Walden points out a number of factors make predictions difficult about how rapidly the North Carolina economy recovers.

“The mandated recession of 2020 is different than any recession experienced by the country. It is not clear how North Carolina will fare from the recession,” he writes.

“Working against the state is its higher share of workers with lower educational attainment, many of whom work in hospitality, personal services, and retailing. If the percentage of occupations requiring person-to-person interactions contracts in the post-Covid-19 economy, then the state’s economy may suffer relatively more than the national economy.”

Possible accelerators of growth exist, however,

“One is the continued in-migration of households from other states to North Carolina,” he points out. “North Carolina has continually ranked among the leaders in attracting households and businesses from other states.
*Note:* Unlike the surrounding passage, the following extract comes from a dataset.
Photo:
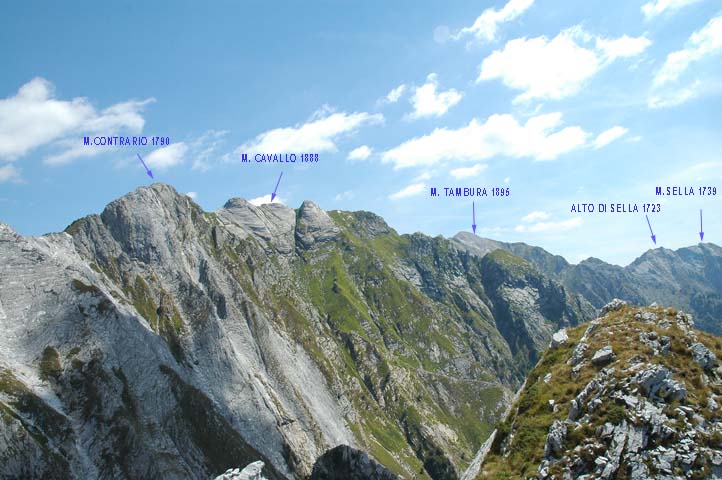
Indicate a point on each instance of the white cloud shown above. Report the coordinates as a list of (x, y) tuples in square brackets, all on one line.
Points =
[(560, 226), (410, 191), (622, 47), (468, 172), (204, 148), (317, 135), (72, 149), (671, 97), (556, 68), (422, 177), (394, 95), (656, 7), (703, 42), (361, 153), (166, 157), (485, 26), (34, 117), (535, 216), (9, 173), (442, 34), (609, 135), (258, 201), (501, 135), (427, 102), (347, 195)]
This movement could expand in the post-virus world, especially from the highly dense northeast metropolitan areas – like New York City and Philadelphia – that suffered enormously from the virus.”

And tourism could be a boost “if vacationers prefer shorter trips accessible with personal vehicles rather than commercial airlines.”

“Key points”

In “key points” he selected from the report, Walden points out seven:

1. Measured by job losses as a percent of the labor force, North Carolina did slightly better than the nation for the February-April period.  Job losses were one percentage point less compared to the country.  However, the job recovery during May was less robust in the state than in the nation.

2. Leisure/hospitality and other (mainly personal) services were the hardest-hit sectors for job losses in both North Carolina and the nation.  The same sectors had a strong performance in the May recovery.  The information sector lost jobs in both the February-April and May periods.

3. Asheville, Burlington, Hickory, and Wilmington had the largest relative job losses during February-April.  Rural North Carolina had the smallest relative job losses.

4. North Carolina is expected to experience an economic recovery path similar to the nation, with the strongest growth period being in the third and fourth quarters of 2020.

5. However, North Carolina’s aggregate production (GDP) will not reach pre-virus levels until 2023.  Further, the state’s jobless rate will still be more than 1 percentage point higher in 2023 than in late 2019.

6. The state should be prepared for significant training and re-training of workers as a result of significant virus-related business bankruptcies and a re-mixing of occupations in the post-virus economy.

7. Rural and small-town regions of North Carolina could benefit from new work/living standards based on remote working, cyber delivery of products and services, and an increased desire for lower-density living.  However, high-speed and reliable internet service in rural areas will be essential for this lifestyle.